The pace at which bilateral agreements have recently proliferated suggests that it is just a matter of time before the attention shifts to India. In the past, India has been rather reserved in terms of participating in bilateral negotiations, especially considering its market potential. But it now appears that this is fading rapidly. India has already signed FTAs with Sri Lanka and Thailand, and is a leading party to the establishment of the South Asian Free Trade Area (SAFTA). India has signed a framework agreement with ASEAN to create a free-trade area in the next 10 years and a Comprehensive Economic Cooperation Agreement (CECA) with Singapore that will specifically address issues relevant to trade, investment, technology, education and tourism development.

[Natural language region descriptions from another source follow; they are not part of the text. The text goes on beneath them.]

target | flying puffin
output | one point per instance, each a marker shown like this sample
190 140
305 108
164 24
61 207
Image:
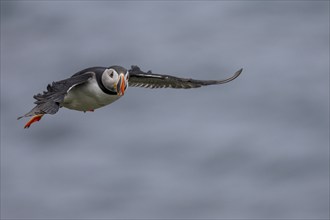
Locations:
96 87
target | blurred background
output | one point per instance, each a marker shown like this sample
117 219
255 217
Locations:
257 147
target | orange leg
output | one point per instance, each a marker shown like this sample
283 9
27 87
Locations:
32 120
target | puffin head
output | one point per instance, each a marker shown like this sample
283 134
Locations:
115 79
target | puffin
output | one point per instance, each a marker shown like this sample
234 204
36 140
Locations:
96 87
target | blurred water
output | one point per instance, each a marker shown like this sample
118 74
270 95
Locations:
257 147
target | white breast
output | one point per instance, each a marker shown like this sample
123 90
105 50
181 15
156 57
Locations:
87 96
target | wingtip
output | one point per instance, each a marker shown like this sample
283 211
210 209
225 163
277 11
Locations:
239 71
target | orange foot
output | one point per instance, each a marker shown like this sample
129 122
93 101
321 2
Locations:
33 119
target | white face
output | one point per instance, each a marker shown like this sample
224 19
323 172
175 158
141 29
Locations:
115 82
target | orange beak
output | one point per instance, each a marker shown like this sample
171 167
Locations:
121 85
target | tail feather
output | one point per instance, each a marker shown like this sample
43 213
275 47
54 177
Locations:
43 108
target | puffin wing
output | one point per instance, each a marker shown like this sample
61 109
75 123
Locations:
49 101
138 78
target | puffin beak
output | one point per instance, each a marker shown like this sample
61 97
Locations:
121 85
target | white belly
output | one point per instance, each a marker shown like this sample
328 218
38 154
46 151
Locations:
87 96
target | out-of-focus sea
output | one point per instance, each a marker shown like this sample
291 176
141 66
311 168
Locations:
257 147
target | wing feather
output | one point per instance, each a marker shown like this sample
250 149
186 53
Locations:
49 101
138 78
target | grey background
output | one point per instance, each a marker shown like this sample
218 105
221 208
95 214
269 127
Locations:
257 147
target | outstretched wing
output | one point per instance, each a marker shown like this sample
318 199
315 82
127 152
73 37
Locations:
49 101
138 78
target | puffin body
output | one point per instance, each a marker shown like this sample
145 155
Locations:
96 87
89 95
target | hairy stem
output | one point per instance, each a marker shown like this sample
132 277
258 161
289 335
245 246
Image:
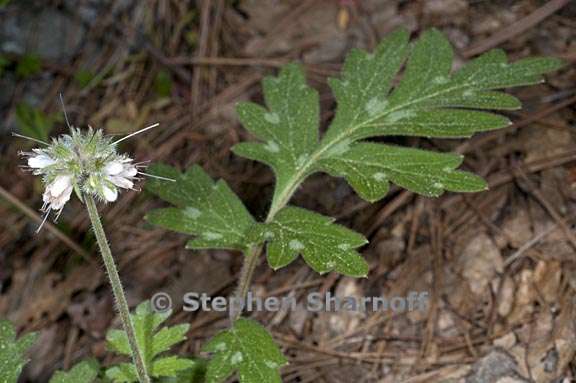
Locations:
116 283
250 263
281 198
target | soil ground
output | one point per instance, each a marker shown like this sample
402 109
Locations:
499 266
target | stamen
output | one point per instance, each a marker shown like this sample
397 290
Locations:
65 114
43 221
157 177
135 133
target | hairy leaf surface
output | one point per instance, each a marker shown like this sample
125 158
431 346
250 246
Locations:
247 348
153 342
206 209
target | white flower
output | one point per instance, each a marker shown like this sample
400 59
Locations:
57 193
121 173
110 193
84 161
40 160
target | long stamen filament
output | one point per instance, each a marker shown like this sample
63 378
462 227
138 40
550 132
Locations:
136 132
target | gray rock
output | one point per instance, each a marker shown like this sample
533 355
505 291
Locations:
48 33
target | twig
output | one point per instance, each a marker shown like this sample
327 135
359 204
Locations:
517 28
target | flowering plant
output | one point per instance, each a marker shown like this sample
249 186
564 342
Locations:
430 100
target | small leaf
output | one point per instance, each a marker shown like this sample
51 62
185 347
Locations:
122 373
84 372
163 83
206 209
324 245
152 342
247 348
13 352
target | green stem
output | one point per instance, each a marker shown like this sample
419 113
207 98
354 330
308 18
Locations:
118 291
250 263
280 199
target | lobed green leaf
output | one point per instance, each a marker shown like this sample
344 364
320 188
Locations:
247 348
13 351
152 342
206 209
324 245
84 372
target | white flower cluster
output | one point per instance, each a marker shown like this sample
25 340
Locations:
84 162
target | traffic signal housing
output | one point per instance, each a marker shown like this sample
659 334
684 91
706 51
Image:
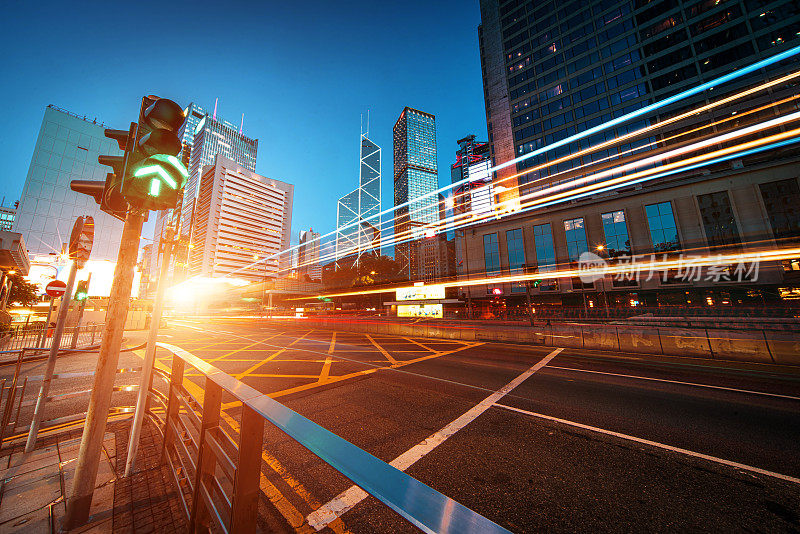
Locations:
82 291
108 194
154 177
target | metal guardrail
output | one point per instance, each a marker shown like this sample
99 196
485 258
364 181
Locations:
40 336
217 477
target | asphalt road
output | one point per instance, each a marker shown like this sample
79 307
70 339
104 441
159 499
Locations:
589 441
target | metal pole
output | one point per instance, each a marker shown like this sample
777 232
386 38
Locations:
5 295
40 342
80 314
63 308
528 301
150 355
94 429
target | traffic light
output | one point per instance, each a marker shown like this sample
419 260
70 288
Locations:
148 175
108 193
154 177
82 291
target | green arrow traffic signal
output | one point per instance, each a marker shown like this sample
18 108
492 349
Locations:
82 291
158 181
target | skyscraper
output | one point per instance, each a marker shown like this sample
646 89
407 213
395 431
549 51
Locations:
308 254
223 138
212 136
551 70
554 71
242 221
415 175
473 163
358 223
66 150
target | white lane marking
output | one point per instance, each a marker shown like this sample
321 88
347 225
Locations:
695 384
346 500
620 435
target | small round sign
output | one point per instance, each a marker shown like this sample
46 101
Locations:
56 288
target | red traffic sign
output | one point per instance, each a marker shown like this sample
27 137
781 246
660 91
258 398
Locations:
80 242
56 288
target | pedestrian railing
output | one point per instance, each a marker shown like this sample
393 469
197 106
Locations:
217 475
40 335
19 390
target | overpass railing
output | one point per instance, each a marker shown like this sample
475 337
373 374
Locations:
217 475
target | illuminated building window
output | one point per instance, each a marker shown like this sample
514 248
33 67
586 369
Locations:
782 202
718 219
616 232
663 230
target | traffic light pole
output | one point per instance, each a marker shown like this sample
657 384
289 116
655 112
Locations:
41 338
80 315
63 308
150 354
94 429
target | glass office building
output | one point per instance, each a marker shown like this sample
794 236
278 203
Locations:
552 69
358 223
415 175
66 149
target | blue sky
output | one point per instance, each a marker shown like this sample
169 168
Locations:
302 74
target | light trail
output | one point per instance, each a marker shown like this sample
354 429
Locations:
657 105
727 154
619 268
451 224
605 144
586 133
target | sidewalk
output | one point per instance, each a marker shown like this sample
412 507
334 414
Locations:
34 487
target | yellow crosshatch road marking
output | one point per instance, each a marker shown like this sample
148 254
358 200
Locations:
419 345
287 509
278 353
383 351
290 512
231 353
333 379
326 369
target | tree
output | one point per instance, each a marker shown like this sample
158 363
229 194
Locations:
23 292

And, perhaps most significantly, studies are under way to analyze the potential of an India-China FTA, with both parties set to sign a Bilateral Investment Promotion and Protection Agreement (BIPA).

India, however, should not just jump blindly onto the FTA bandwagon as many other countries may already be guilty of doing. India must realize that FTAs are not always the next best alternative to multilateralism, especially if the negotiation process is not carefully carried out. India’s comparative advantages, especially in services, suggest that any trade agreement must include services, particularly with developed nations.

India not only presents benefits specific to trade for its new partners, with recent tension mounting concerning the growing regional domination of China, a strong Indian economy could certainly help bring both stability and balance to the region. At the same time, this would present itself very positively in the eyes of ASEAN and the United States, among others.

India is a full-fledged democracy built on sound macroeconomic fundamentals and has created an economy characterized by high growth rates, low inflation and a stable domestic currency. This, along with increasingly liberalized investment policies, has attracted substantial inflows of foreign investment in recent years comprising both portfolio investments as well as foreign direct investment, both of which are generating consistently high returns.

All this, coupled with a high proportion of university-educated and English-speaking graduates is creating the ultimate economic partner for the next century. And, as manufacturing-sector profits eventually decline with growing commoditization, eroding the value of China’s industrial dominance, India, with its sound institutional framework and its rapidly growing services sector, will soon emerge as the new regional economic attraction.